In fact, Tata Tea has begun to test market a green tea called Tion in Chennai, which it has developed along with the Tata Chemicals Innovation Centre. “Much of what we do is of huge relevance for other (Tata) Group companies,” says Sastry with quiet pride.
TECH REINVENTERS
Gone are the days when the Indian farmer, emaciated and unlettered, looked always at the skies for succour. Today, he is hungry for information — when to sow the crop, how to sort out the weeds or pests, where to sell, when to harvest etc — and is willing to pay for it. mKrishi, a project initiated by TCS, seeks to bring together the farmer and those who can provide answers to his problems (government departments, non-governmental organisations, institutions and so on) through the mobile phone. |
So far, TCS has built a database on five crops and pilots are being run in five states. Once rice and wheat, the largest crops grown in the country, get added, it could go for a national rollout. The collaborators here are TCS, Rallis and Tata Chemicals for their touch points with farmers and Tata Teleservices, the mobile services operator. “The commercial model is still being worked out. This is the kind of business that benefits from scale,” says TCS Vice-president & Chief Technology Officer Ananth Krishnan.
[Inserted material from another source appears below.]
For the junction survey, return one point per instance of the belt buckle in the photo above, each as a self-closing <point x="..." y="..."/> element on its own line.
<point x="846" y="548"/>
The average age of TCS employees is only 27 — the ideal situation to build a culture of creative dissatisfaction. TCS, in fact, was the first to work towards a culture of innovation. For almost five years now it has run an internet-based programme for open innovation. For the young workforce, popular social networking sites have been integrated into it. It has over 700 scientists in its laboratories and has given awards to young innovators for some years now. As a part of its co-invention network, TCS had reached out to about 1,000 companies; about 40 of them have agreed to participate. So, what is the success rate of innovation at TCS? “I will be happy if one out of ten innovations reaches commercial fruition,” says Krishnan.
One such innovation is in the field of wireless internet. Here, TCS and Tata Teleservices are working together. Krishnan is reluctant to give the details, though he indicates it could be a low-priced, mass-market product. Will it be a cheaper version of the Photon? You could call it the Nano effect at work.